Today’s Gospel presents us with questions about faith, and how we respond to what it is that God does in our lives. Matthew tells us that when Jesus returns to his native place, those who heard Him in the synagogue were astonished. Even more, they knew of His miracles and the great deeds He had done: “Where did this man get such wisdom and mighty deeds?” they say. However, that astonishment soon wears off, and, strangely, turns into malice. “They took offense at him,” Matthew writes: “they took offense at him”; the Greek word literally means “to be scandalized at,” and this scandal comes from right after references to Jesus’ humanity: the names of His Mother, and His relatives. These people in Christ’s hometown can’t see beyond the merely external, what appears to our eyes. Rather than look with the eyes of faith, they only see appearances. Yet, as C. S. Lewis wrote so beautifully, “[God] is the great Iconoclast,” because He constantly destroys the images we make of Him, the ways we think He should work. 

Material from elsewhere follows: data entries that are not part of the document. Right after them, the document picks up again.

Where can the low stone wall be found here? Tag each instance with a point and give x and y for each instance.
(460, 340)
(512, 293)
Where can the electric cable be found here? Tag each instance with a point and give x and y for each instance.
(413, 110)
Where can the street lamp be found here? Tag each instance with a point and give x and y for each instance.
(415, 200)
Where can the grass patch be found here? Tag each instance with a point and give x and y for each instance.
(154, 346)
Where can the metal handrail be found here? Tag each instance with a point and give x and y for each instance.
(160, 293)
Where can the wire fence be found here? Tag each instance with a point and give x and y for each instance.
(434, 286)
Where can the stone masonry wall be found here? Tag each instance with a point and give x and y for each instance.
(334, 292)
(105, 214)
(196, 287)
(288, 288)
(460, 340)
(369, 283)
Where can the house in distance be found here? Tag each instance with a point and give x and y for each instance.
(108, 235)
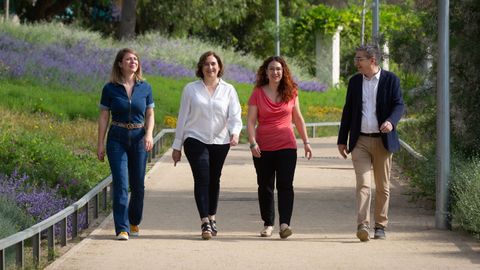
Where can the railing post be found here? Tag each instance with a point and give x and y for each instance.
(2, 259)
(63, 232)
(19, 250)
(96, 206)
(51, 242)
(36, 249)
(87, 220)
(104, 198)
(75, 224)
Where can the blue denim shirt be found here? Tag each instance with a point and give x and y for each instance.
(115, 99)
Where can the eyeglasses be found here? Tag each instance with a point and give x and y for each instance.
(358, 59)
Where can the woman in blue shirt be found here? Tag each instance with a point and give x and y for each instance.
(128, 99)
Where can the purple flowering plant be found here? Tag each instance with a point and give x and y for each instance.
(40, 202)
(83, 66)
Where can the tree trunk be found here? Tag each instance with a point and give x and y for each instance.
(126, 28)
(46, 9)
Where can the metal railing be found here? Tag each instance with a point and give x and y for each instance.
(405, 146)
(90, 200)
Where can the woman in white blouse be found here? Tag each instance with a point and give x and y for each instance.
(209, 122)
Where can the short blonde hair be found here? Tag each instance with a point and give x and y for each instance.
(116, 76)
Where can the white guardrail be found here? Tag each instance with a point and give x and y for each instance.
(92, 200)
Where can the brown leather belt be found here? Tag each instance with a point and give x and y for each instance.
(127, 125)
(370, 134)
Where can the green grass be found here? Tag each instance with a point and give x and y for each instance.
(68, 104)
(13, 218)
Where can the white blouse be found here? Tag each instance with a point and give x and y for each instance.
(209, 119)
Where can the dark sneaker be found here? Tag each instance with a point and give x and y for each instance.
(206, 231)
(362, 233)
(213, 225)
(379, 233)
(286, 232)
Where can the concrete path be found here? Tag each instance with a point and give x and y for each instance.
(323, 224)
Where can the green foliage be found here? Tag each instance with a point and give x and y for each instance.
(32, 144)
(466, 194)
(465, 89)
(47, 159)
(21, 95)
(13, 219)
(399, 25)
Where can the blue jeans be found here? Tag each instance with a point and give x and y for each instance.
(206, 162)
(128, 159)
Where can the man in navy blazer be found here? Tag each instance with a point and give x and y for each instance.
(373, 108)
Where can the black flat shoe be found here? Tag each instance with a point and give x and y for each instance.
(206, 231)
(213, 225)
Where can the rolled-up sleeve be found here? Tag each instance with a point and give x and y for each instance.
(234, 114)
(105, 100)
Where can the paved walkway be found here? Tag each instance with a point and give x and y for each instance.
(323, 223)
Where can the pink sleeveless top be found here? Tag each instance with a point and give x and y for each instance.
(274, 130)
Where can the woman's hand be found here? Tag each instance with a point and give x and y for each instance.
(176, 156)
(255, 150)
(233, 140)
(308, 150)
(101, 152)
(148, 140)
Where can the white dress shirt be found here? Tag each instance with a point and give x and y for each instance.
(369, 104)
(209, 119)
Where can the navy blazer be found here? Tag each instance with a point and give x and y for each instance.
(389, 107)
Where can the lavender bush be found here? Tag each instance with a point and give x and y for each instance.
(40, 202)
(79, 59)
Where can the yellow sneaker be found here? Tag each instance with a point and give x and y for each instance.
(134, 230)
(122, 236)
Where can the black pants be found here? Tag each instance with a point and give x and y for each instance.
(280, 165)
(206, 162)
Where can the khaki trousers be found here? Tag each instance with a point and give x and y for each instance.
(369, 153)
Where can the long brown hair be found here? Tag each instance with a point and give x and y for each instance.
(116, 76)
(287, 87)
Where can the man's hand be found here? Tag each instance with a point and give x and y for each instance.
(386, 127)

Matthew ends by telling us that Jesus “did not work many mighty deeds there because of their lack of faith,” and to this Mark adds that the only things He did was cure a few sick people. Curing a sick person is pretty mighty, and it makes us wonder what awesome and incredible things Jesus would have done there if the people had had faith. After all, these were His people, His relatives and friends. He probably would’ve done great things, if only they had had faith. This brings us to our day and to our choice: what do we do? Do we really believe in Jesus Christ? Do we believe that in our weakness, our seeming powerlessness in the face of difficulties, God’s power is made perfect? Or do we, like the people in Jesus’ native place, get caught up on only what is visible? Do we refuse to join with Christ all the way, and hesitate at what He asks?

Today, let us ask for the grace, through the intercession of Mary, Mother of Faith, to truly live our faith, to trust in God despite the difficulties we encounter.